Sunday, May 23, 2010
Mexico and the Blacklist. Postscript : A 'Touch' of the Red Scare. Part 1
Despite his rather well-known liberal political views, Orson Welles was never a victim of the Blacklist [1]. Though he had already been denounced as a Communist sympathizer by the Hearst press, the official targeting of Welles was hardly necessary, given his (more or less) self-imposed Hollywood exile during the Blacklist’s peak years of 1947 to 1957. Welles’s absence during these years might have been partially due to his discomfort with the prevailing tenor of the times, but the more likely explanation was his reputation for not playing the filmmaking game by the established Hollywood rules, his supposed transgressions being, among others, extravagance and unpredictability. The result was a paucity of directorial engagements. Thus Welles’s was a political sort of blacklisting, but not of the ideological kind.
Elsewhere in this blog we’ve discussed Touch of Evil as a prime example of border-noir, in particular focusing on its border/racial issues and the complexly textured character of Capt. Quinlan. In this posting we’ll consider Touch of Evil in the context of the Red Scare of the 1950s.
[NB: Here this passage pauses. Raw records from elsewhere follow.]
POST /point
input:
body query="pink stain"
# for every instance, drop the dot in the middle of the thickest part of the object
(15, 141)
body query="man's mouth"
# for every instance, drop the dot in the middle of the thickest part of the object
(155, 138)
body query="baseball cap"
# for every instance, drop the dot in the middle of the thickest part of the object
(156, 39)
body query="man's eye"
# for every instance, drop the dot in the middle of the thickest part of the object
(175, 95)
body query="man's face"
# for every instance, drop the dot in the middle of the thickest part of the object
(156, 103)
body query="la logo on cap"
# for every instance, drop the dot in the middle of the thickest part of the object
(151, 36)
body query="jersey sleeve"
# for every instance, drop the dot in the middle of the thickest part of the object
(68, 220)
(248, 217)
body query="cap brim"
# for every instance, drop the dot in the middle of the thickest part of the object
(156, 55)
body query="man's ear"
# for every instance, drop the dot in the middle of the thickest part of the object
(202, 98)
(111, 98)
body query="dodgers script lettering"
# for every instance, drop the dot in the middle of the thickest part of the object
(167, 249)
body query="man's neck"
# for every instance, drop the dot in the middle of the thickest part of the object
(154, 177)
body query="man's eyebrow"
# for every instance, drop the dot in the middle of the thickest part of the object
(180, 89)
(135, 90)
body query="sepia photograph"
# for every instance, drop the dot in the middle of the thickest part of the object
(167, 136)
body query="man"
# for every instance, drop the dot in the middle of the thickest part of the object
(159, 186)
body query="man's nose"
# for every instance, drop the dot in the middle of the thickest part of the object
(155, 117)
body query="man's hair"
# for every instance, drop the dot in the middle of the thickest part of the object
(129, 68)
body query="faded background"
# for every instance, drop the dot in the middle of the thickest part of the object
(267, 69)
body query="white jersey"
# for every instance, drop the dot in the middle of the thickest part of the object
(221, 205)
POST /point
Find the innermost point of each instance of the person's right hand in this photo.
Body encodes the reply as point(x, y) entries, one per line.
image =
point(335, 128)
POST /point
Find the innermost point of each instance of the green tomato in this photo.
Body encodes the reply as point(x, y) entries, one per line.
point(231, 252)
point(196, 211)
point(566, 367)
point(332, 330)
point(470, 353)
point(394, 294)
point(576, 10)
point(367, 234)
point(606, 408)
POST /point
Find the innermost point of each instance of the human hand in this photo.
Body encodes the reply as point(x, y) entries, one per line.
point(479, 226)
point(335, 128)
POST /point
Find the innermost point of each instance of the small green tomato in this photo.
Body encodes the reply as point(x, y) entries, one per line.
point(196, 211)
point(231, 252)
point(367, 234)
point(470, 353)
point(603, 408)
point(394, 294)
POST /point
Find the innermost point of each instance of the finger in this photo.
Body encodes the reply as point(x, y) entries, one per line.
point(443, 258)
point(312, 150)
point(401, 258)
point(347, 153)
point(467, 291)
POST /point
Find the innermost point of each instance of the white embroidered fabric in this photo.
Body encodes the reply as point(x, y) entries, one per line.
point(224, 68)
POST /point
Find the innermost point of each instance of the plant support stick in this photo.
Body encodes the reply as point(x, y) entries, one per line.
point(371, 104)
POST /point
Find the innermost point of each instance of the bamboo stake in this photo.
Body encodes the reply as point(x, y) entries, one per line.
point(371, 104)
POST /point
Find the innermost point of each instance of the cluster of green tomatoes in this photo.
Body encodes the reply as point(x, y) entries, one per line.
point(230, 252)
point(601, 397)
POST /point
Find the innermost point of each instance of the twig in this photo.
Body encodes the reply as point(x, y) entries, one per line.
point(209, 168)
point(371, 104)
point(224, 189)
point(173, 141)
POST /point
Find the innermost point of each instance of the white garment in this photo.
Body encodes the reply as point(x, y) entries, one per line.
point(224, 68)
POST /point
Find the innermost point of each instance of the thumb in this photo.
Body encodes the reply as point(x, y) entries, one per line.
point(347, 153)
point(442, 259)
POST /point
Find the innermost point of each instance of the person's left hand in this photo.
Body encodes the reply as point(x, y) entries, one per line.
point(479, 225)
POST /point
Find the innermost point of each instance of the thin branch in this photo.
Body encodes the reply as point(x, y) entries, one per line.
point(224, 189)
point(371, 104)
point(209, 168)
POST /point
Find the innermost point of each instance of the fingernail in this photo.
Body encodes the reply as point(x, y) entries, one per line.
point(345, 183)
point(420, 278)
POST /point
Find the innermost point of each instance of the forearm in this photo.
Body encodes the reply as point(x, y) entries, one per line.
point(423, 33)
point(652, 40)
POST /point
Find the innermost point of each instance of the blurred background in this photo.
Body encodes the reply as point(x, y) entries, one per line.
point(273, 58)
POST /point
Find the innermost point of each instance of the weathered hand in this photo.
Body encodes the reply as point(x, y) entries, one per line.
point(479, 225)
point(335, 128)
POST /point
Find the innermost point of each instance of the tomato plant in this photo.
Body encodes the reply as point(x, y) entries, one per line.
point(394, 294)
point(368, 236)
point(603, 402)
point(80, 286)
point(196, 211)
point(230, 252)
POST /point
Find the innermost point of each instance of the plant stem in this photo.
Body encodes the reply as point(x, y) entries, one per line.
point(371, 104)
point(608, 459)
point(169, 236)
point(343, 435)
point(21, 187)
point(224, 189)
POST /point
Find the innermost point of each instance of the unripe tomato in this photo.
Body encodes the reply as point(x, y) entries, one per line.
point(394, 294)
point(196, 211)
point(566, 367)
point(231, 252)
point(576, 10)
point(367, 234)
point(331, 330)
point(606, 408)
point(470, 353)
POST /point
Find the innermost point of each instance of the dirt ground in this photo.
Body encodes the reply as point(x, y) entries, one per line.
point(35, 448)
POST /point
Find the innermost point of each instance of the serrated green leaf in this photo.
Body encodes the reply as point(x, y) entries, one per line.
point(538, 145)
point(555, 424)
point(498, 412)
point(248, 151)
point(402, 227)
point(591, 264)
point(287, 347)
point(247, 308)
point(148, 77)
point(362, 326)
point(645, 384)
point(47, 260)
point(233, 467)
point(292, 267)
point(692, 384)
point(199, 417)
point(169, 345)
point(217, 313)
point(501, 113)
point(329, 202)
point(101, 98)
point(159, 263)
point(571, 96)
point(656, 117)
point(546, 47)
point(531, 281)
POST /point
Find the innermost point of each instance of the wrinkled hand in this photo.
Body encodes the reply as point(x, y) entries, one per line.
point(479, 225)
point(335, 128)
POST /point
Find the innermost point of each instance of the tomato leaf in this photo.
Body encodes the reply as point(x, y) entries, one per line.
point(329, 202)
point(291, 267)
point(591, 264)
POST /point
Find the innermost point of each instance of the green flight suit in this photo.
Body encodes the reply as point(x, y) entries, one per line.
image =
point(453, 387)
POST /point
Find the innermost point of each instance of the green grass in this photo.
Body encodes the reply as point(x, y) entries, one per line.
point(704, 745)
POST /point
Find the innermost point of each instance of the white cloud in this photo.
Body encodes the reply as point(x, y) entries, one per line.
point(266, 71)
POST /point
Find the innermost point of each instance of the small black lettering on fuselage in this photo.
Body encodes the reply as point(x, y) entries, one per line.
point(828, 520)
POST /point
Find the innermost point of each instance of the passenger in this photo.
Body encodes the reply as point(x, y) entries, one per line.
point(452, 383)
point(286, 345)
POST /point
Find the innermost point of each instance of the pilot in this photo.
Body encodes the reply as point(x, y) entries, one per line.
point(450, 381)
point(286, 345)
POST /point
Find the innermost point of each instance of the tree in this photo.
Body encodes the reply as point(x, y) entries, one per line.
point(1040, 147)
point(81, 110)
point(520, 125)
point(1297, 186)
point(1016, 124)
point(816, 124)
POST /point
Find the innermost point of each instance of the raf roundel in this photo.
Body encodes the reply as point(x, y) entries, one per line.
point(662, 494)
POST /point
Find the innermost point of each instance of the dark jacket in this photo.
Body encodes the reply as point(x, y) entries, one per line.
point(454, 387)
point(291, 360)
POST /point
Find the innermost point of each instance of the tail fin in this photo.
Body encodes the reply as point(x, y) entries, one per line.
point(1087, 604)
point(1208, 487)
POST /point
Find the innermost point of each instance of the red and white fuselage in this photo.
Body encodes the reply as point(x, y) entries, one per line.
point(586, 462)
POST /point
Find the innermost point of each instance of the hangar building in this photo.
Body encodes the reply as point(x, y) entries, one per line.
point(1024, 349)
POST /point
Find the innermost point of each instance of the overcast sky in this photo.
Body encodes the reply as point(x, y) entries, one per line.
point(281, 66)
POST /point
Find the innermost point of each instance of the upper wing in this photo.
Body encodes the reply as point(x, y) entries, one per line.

The film indeed reeks of a malodorous if rather unfocused malevolence [2], created and sustained by its sounds, bumpy narrative, character grotesques, sleazy music, low rent settings, and murky – even by noirish standards – look.
More specifically, Touch of Evil is about – among other things – racism and American supremacism, and the corresponding haves and have-nots on both sides of the border. But it’s also about the police, police corruption, state terror and the abuse of official power, all themes that resonate within a McCarthy-esque gestalt in the film’s context of the 1950s.
On one level Evil can be read as a Red Scare parable where Quinlan and the entire ‘Los Robles’ police apparatus stand in for HUAC/McCarthy-like forces of official heavy-handedness, where the Mexicans, small time criminals, and otherwise powerless and marginalized individuals - for whom questionable associations and even suspicion of wrongdoing were tantamount to guilt - represent the victims of the Cold War’s most egregious paranoiac excesses. The apt setting is the phantasmagoric, border town universe of Los Robles, which nicely fills in as an extreme manifestation of American society in the 1950s. “If border towns do bring out the worst in countries, perhaps, then, they are metaphors for what those countries really are.” (Krueger, p. 57).
Filmed in 1957 and released the following year, Touch of Evil is often cited as the book-ending apotheosis of the noir era [3]. It’s also fair to think of the years 1957-1959, or thereabouts, as the unofficial end of the Blacklist. The late Fifties’ more progressive bent was further evidenced by the growing momentum of the Civil Rights movement. But perhaps most important, 1957 also witnessed the passing of Sen. Joseph McCarthy, and it’s perhaps no accident that the character of Quinlan - scowling, unkempt, singularly un-photogenic - bears a strong metaphorical (and physical) resemblance to McCarthy.